Last updated on February 7th, 2013 at 04:02 pm
One of my evolving dreams, related to money, is for the revival of small local business. I’ve made a personal commitment to
(1) do as much of my shopping locally as I possibly can; and
(2) avoid non-local business as much as I possibly can.
And note, when I say local, I don’t mean the local chain superstore. I mean the local business owner. Ideally, I mean the local business owner who is selling locally made goods.
Granted, there are some things this simply won’t work with. I don’t know of any small local manufacturers of toilet paper, for example. Avocados, which I love with a passion, don’t grow around here. Also, I am literally, physically, unable to exist without coffee, and coffee only comes from far, far away. So for those things, I just have to go as local as possible and buy from a locally-owned market instead of from a big box store.
I have lots of reasons for moving in this direction. Some are economic, some are cultural, and some are environmental. Some, in fact, are emotional.
I’ll admit it up front: I am kind of mad at big business.
I am especially mad at the ones who have set themselves up to be “too big to fail,” so that we the taxpayers are bailing them out. And at the same time, those guys we’re bailing out aren’t really doing anything to bail us out. I’d just as soon not do business with them.
A propos of this topic, I was just over at Amazon looking up a book, and saw that Jeff Bezos has an open letter on the home page. In the letter, he announces that Amazon has been ranked #1 in the National Retail Federation Customers’ Choice Awards. He reminds us that Amazon’s mission is to be Earth’s most customer-centric company.
You know what? I appreciate that. I have never had anything but stellar customer service from Amazon. I’ve never looked for something that I couldn’t find on Amazon. Shipping has always been lickety-split, even when I order all my Christmas presents on December 22 and need them in two days. On the rare occasion when I’ve needed to return something, it’s been no problem and my credit card has been promptly refunded. No complaints whatsoever on the customer service front.
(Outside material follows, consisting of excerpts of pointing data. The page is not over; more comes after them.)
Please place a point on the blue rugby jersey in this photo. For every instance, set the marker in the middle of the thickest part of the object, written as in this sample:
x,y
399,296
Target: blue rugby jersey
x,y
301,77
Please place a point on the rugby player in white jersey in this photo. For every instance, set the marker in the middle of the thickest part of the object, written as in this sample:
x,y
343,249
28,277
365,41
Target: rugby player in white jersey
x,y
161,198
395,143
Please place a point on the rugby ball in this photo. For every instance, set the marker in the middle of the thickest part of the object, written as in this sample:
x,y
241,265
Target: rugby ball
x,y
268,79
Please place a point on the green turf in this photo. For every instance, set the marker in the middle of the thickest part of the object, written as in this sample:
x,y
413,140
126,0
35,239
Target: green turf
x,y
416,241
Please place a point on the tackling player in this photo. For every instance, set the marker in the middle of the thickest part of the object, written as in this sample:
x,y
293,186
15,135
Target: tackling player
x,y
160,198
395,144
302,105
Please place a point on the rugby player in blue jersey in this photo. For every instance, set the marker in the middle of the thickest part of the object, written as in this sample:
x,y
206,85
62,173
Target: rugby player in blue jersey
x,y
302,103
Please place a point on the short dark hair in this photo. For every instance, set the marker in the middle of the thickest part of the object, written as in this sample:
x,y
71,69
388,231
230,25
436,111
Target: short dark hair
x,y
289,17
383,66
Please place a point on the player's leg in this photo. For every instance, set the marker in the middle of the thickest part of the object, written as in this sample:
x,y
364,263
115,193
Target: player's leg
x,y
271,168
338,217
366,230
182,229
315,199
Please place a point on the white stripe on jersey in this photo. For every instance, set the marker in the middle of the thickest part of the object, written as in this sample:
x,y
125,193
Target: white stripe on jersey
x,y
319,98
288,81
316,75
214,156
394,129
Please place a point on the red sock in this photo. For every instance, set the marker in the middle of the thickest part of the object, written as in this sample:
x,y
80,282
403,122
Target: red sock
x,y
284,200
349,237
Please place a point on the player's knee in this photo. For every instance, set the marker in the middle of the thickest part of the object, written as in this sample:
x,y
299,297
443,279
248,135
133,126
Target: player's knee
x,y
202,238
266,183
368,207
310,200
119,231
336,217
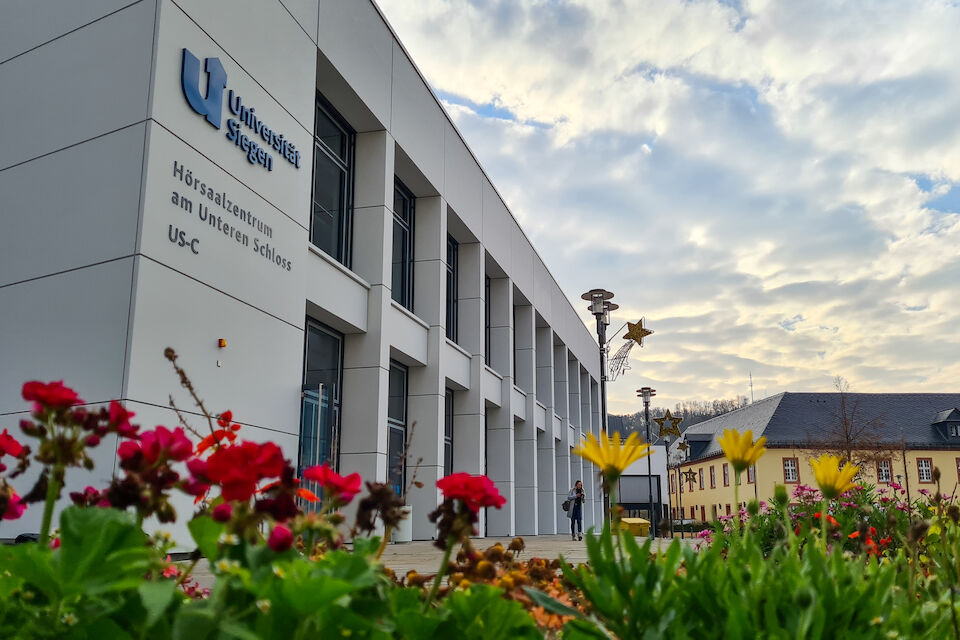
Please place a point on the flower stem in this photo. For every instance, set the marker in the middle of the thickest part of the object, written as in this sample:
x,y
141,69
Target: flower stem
x,y
736,498
387,531
440,574
53,490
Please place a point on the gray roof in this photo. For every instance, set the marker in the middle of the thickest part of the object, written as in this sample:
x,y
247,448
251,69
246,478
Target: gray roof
x,y
793,419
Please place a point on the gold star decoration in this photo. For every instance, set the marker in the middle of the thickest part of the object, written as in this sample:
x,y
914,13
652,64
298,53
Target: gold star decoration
x,y
673,429
636,332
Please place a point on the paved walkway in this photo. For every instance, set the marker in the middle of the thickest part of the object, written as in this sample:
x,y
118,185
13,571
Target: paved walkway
x,y
425,558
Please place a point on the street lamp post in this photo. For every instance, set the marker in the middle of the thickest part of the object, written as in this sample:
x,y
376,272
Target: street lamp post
x,y
600,307
646,393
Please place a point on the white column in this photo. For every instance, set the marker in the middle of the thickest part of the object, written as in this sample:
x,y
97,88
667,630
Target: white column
x,y
547,506
525,432
500,426
560,386
363,433
425,406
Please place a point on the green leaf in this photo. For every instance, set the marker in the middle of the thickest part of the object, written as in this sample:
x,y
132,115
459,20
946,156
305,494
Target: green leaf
x,y
234,629
313,594
551,604
194,623
206,533
156,595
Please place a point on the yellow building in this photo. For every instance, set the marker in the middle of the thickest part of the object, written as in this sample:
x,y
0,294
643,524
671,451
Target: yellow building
x,y
904,436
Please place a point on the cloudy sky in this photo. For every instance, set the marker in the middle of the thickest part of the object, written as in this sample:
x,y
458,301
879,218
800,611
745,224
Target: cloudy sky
x,y
773,185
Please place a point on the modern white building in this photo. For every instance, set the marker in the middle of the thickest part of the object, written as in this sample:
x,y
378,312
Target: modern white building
x,y
279,175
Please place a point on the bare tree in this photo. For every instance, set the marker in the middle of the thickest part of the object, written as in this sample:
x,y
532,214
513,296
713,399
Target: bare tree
x,y
853,436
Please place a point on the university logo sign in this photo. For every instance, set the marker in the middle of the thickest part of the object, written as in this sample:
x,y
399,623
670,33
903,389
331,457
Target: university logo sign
x,y
210,105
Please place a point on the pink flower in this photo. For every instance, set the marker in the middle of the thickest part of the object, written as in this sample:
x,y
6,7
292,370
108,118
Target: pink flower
x,y
281,538
341,489
9,445
15,506
50,395
223,512
474,491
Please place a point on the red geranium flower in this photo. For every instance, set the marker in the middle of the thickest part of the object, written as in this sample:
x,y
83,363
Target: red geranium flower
x,y
9,445
238,469
161,442
50,395
223,512
281,538
339,488
474,491
120,420
15,506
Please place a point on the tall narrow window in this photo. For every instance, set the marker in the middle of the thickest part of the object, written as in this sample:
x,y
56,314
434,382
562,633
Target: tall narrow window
x,y
453,293
402,274
448,433
514,345
397,427
332,183
791,470
320,397
486,320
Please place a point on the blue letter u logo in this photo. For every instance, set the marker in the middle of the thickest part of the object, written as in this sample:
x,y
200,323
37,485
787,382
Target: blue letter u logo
x,y
211,105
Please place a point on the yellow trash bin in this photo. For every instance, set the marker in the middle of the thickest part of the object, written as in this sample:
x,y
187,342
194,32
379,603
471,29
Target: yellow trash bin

As big a fan as I am, though, I do have complaints on another front.
Amazon is a behemoth. It is pioneering e-book production, sales, and delivery. And it is gouging the heck out of those of us who are moving to e-book platforms out of a desire to save trees, open the marketplace to more authors and more ideas, and share a love of books worldwide.
My Amazon e-books typically cost more than if I bought a physical book. I’ve noticed that phenomenon creeping up over the last year or so. At first it was occasional. Now it seems every e-book I buy is at least a dollar or two higher than the price of the physical book. In fact, I have a suspicion that my e-book prices are subsidizing the low prices Amazon offers on physical books.
Now, maybe it’s not just Amazon running up the price on e-books and dropping the price on physical books; maybe it’s the publishers, clinging to their old business model. If so, perhaps they should read what happened to newspapers and the record industry.
But hey, change is hard.
My point is, even if the publishing industry is at the root of the problem, Amazon has more than enough power to chip away at that. We, the consumers, are the primary source of Amazon’s power. After all, we’re the ones buying the products, writing the reviews that sell more products, and becoming life-long habitual hybrid marketer/customers with some pretty big lifetime value numbers.
Personally, I think Amazon has an obligation to change the world on our behalf.
In fact, I think any big business that wants my patronage should embrace that very same obligation.
I’d like to see big business do a few things to reinvigorate local business instead of vacuuming it up like so much detritus under the heel of its very big boot.
I’d like to see big business help communities thrive instead of paying such lean wages that employees are living on discount boxes of mac and cheese and working second and third jobs.
I’d like to see big business acknowledge that even the possibility of peak oil and global warming is enough motivation to make some business model changes.
I’d like to see big business produce sustainable products that last, instead of cheap trendy products that are headed for the dump almost before they’re out of the bag.
In short, I think if I’m going to do business with any big business, I should be holding it to a higher standard. Because yeah, I think big business owes me something.
It owes me attention to the environment. Unemployment. The decline of local communities. The evaporation of the tax base and the corresponding gutting of infrastructure programs and services that every single one of us needs.
So Amazon, thanks for the free shipping. Thanks for the variety and the great customer service. Thanks for being there whenever I get a whim to find a book (or a pair of garden sheers, or a pressure cooker, or just about anything else I can think of). Now get to work. Because after all, to quote the Good Book, for everyone to whom much is given, of him shall much be required.